4 Replies Latest reply on Jan 4, 2016 12:03 PM by Christopher Sudlik

    Is there any way to manage open windows/parts?

    Christopher Sudlik

      I recently noticed that having a large number of parts, assemblies, drawings, etc. open makes it almost impossible to get anything done. Even having just an assembly and 1-3 parts open is a huge pain, as the files minimize in the graphics area to be small and only part of the name shows, and they move around a lot, so I can never tell which file is which until maximized.


      Is there a way to have parts show up in a bar or area separate from the rest of the viewing area so that I can see them all at once, and maybe show more of their names? Or is that kind of functionality reserved to every single other piece of software in the industry?

        • Re: Is there any way to manage open windows/parts?
          Dennis Bacon

          Christopher,, I may not be understanding your question correctly but does hovering the cursor over the SW icon on the task bar or Ctrl-Tab not do what you need?




          • Re: Is there any way to manage open windows/parts?
            Mark Biasotti

            Hi Christopher,


            One other thing to keep in mind - that is if you open an assembly and also have a number of parts also opening automatically  that are reference parts (base>derived), is to make sure your tools>options>system options>external references "Load Reference Documents" is set to "Prompt or "None."

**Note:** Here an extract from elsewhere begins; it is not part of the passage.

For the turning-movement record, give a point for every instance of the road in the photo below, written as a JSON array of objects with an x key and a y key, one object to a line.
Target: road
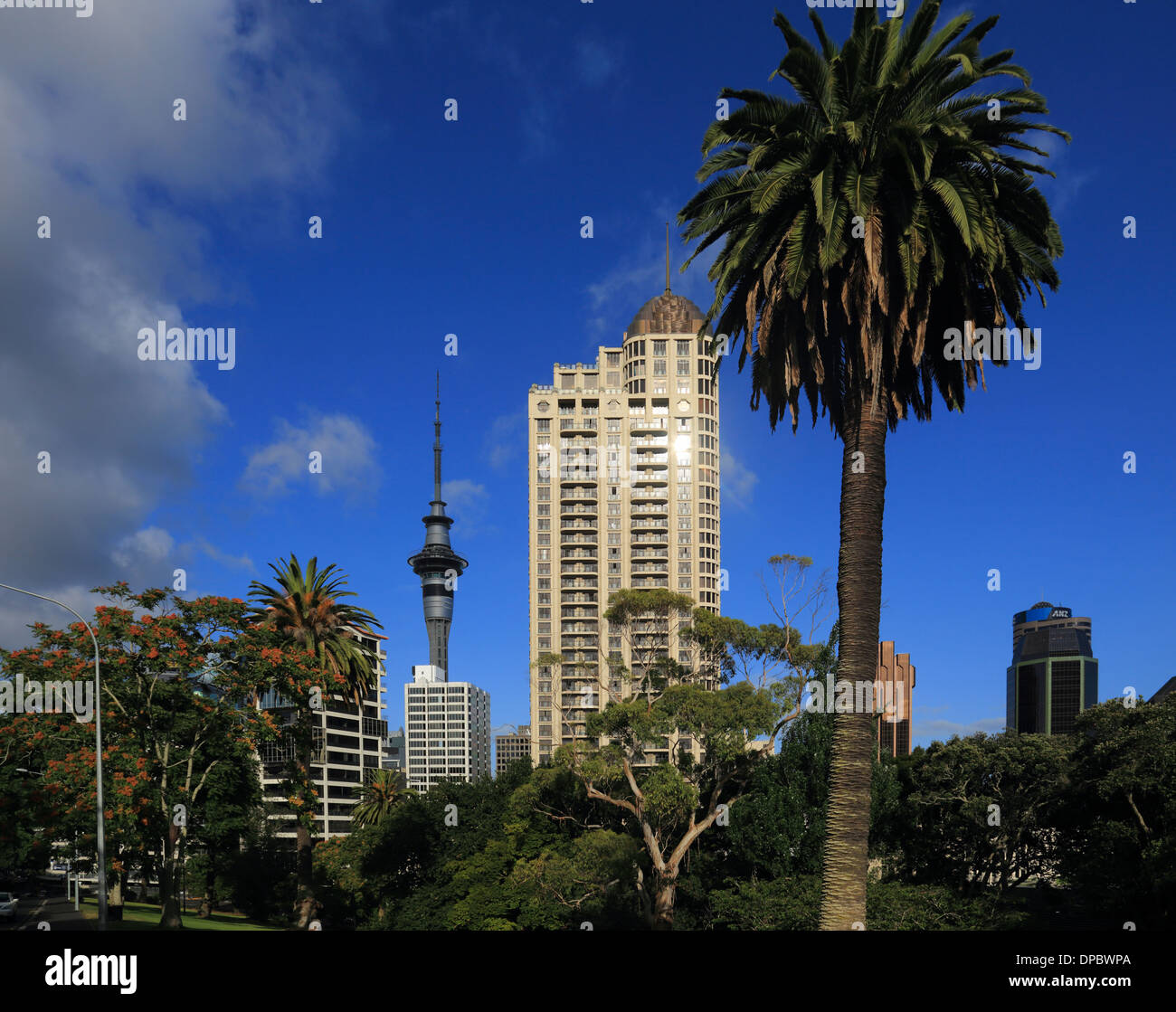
[{"x": 54, "y": 910}]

            The default setting for this is "changed only" but I instruct all our engineers to keep this setting to  "prompt" or "none."  it is a dangerous setting  (SolidWorks PD) to have set at "changed only"  or "All"  by default since in a collaborate setting colleagues could be working on Base parts that are "in transition" and not yet ready to be published and updating derived parts. Besides, opening reference parts automatically is most of the time, unnecessary and and just takes away from your SW memory and multiple window clutter - which is my first point.